NEW YORK — Whether the Rays decide to make a big deal, more likely to add an impact bat than an arm, by the July 31 deadline for nonwaiver trades is going to require some tough decisions.
Two key issues are the potential impact of the player they are talking about getting, because it's going to have to be high end, and the cost of the acquisition, more in terms of prospects than money and more in the long term than the short.
Going into the final two weeks, executive vice president Andrew Friedman made it sound as if their bar was high and their expectations low.
"We'll have a lot of conversations as we try to ascertain if there's a great fit for us or not," Friedman said. "On the surface, there aren't very many guys available that fit us extremely well. We also have a lot of depth internally that we're focused on, and because of that depth, the bogey for a player we acquire from the outside is higher. He has to be a really impactful player."

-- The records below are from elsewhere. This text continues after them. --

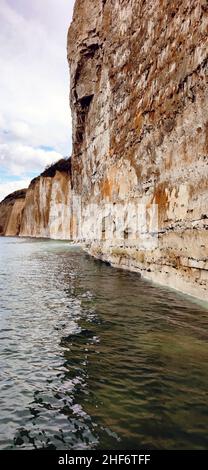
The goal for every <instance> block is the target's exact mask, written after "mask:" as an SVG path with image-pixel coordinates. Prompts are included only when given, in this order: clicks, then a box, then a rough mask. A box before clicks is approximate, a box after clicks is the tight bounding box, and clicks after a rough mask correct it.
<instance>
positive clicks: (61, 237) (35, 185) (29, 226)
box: [20, 159, 71, 240]
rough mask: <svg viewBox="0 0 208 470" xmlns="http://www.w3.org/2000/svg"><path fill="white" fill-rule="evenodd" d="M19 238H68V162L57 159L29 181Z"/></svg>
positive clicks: (70, 199)
mask: <svg viewBox="0 0 208 470" xmlns="http://www.w3.org/2000/svg"><path fill="white" fill-rule="evenodd" d="M20 236H23V237H37V238H54V239H60V240H61V239H70V238H71V162H70V160H64V159H63V160H60V161H59V162H57V163H56V164H54V165H52V166H51V167H49V168H48V169H47V170H45V171H44V172H43V173H42V174H41V175H40V176H39V177H38V178H35V179H34V180H33V181H32V182H31V184H30V186H29V188H28V190H27V193H26V200H25V207H24V211H23V217H22V222H21V228H20Z"/></svg>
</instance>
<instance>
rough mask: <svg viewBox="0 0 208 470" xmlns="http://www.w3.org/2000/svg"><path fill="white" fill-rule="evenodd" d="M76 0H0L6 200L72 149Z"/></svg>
mask: <svg viewBox="0 0 208 470" xmlns="http://www.w3.org/2000/svg"><path fill="white" fill-rule="evenodd" d="M73 5H74V0H0V201H1V200H2V199H3V198H4V197H5V196H6V195H8V194H9V193H10V192H12V191H15V190H16V189H21V188H23V187H27V186H28V184H29V182H30V180H31V179H32V178H33V177H34V176H37V175H38V174H39V173H40V172H41V171H43V170H44V168H45V167H46V165H48V164H51V163H53V162H55V161H57V160H58V159H60V158H62V156H68V155H70V153H71V114H70V108H69V68H68V63H67V52H66V38H67V30H68V27H69V24H70V21H71V18H72V13H73Z"/></svg>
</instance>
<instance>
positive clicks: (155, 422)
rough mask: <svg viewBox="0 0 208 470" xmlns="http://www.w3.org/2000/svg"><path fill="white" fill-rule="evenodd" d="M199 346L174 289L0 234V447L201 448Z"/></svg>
mask: <svg viewBox="0 0 208 470" xmlns="http://www.w3.org/2000/svg"><path fill="white" fill-rule="evenodd" d="M207 339H208V312H207V310H206V309H205V308H203V307H202V306H200V305H197V304H196V303H192V302H191V301H190V300H188V299H187V298H185V297H183V296H182V295H180V294H176V293H174V292H172V291H168V290H166V289H165V288H158V287H156V286H153V285H151V284H149V283H147V282H145V281H143V280H141V279H140V278H139V277H138V276H137V275H136V274H132V273H128V272H124V271H120V270H116V269H112V268H111V267H109V266H106V265H104V264H101V263H99V262H96V261H94V260H93V259H91V258H90V257H88V256H87V255H86V254H85V253H83V252H82V251H81V250H79V249H78V248H75V247H73V246H70V245H69V244H67V243H63V242H53V241H41V240H40V241H38V240H23V239H12V238H11V239H4V238H0V448H1V449H10V448H13V449H14V448H18V449H33V448H57V449H95V448H101V449H108V448H109V449H110V448H114V449H129V448H131V449H142V448H147V449H207V448H208V433H207V428H208V395H207V388H208V387H207V385H208V366H207V363H208V342H207Z"/></svg>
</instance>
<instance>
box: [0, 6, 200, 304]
mask: <svg viewBox="0 0 208 470" xmlns="http://www.w3.org/2000/svg"><path fill="white" fill-rule="evenodd" d="M207 26H208V19H207V2H206V1H205V0H192V1H190V0H184V1H183V2H181V1H179V0H173V1H171V2H170V1H168V0H146V1H143V0H131V1H128V0H123V1H119V0H85V1H83V0H76V2H75V8H74V16H73V21H72V24H71V26H70V29H69V34H68V60H69V64H70V71H71V82H70V83H71V109H72V118H73V119H72V120H73V153H72V159H71V161H68V162H65V161H61V163H60V162H59V163H58V164H56V165H52V167H51V168H49V169H48V170H47V171H46V172H44V173H43V174H42V175H40V177H38V178H36V179H35V180H33V181H32V182H31V184H30V187H29V189H28V190H27V192H26V197H25V199H24V198H21V199H18V200H17V201H16V200H15V202H14V203H13V202H11V203H10V202H9V201H6V200H5V201H3V202H2V204H1V205H0V225H1V233H2V234H3V233H5V234H6V235H8V234H11V233H13V234H15V233H16V234H18V233H19V234H20V235H21V236H33V237H50V238H64V239H65V238H66V239H75V240H79V241H82V242H83V246H84V247H85V248H86V249H87V250H88V252H89V253H90V254H92V255H93V256H95V257H97V258H99V259H102V260H106V261H108V262H110V263H111V264H112V266H117V267H121V268H124V269H129V270H133V271H136V272H138V273H140V274H141V275H143V276H144V277H145V278H148V279H150V280H153V281H156V282H158V283H162V284H164V285H167V286H170V287H174V288H177V289H179V290H181V291H183V292H186V293H189V294H192V295H195V296H196V297H199V298H202V299H207V300H208V289H207V288H208V203H207V200H208V93H207V63H208V61H207V57H208V48H207ZM64 162H65V163H64ZM14 199H15V198H14ZM20 200H21V203H20ZM18 201H19V202H18ZM17 203H18V204H17ZM12 211H13V212H14V217H13V215H12ZM9 214H10V215H9ZM15 214H16V215H15ZM8 221H11V224H10V222H8ZM11 227H12V228H11Z"/></svg>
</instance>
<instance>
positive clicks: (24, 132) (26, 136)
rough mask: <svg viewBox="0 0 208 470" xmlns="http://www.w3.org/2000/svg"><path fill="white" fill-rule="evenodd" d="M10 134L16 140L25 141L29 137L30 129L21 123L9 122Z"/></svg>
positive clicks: (21, 121)
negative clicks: (9, 123)
mask: <svg viewBox="0 0 208 470" xmlns="http://www.w3.org/2000/svg"><path fill="white" fill-rule="evenodd" d="M10 132H11V134H12V136H13V137H15V138H16V139H21V140H25V139H26V140H27V139H28V138H30V137H31V129H30V127H29V125H28V124H27V123H26V122H23V121H15V122H11V124H10Z"/></svg>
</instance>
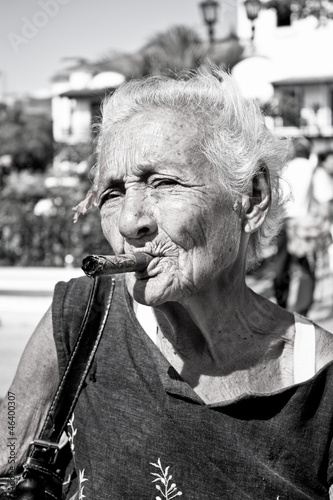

There aren't a lot of those type of hitters available, a small group that potentially includes Washington's Adam Dunn, Milwaukee's Prince Fielder, Philadelphia's Jayson Werth, Houston's Lance Berkman (who'd have to waive a no-trade clause) and to a lesser degree maybe Milwaukee's Corey Hart, Toronto's Jose Bautista, Chicago's Derrick Lee, Kansas City's Jose Guillen and Seattle's Russell Branyan.
And identifying whom to go after might be the easy part as the Rays have to weigh how much of their future to give up for the chance to win now.
For example — and just for example — say they were talking about Dunn, who would be essentially a rent-a-player for this season. If the cost were top OF prospect Desmond Jennings, they have to decide if getting two months of Dunn is worth giving up a guy who could be a star for six years.
The conversation — again, for example — is different about Fielder because they'd have him for 2011 but they'd also have to pay him close to $15 million, which wouldn't work.
Even with principal owner Stuart Sternberg's declaration that money won't be an object, Friedman said their approach hasn't changed much from the previous two seasons, when they pursued Jason Bay, Victor Martinez and Cliff Lee, among others.
"Our focus before the trade deadline has always been to really lock in on impactful type players that could make a significant difference and not necessarily make a move to make a move," he said. "Then in years past, we spent August kind of focusing on the complementary type pieces. Just this year, there are less impact type guys than there were in '08 and '09."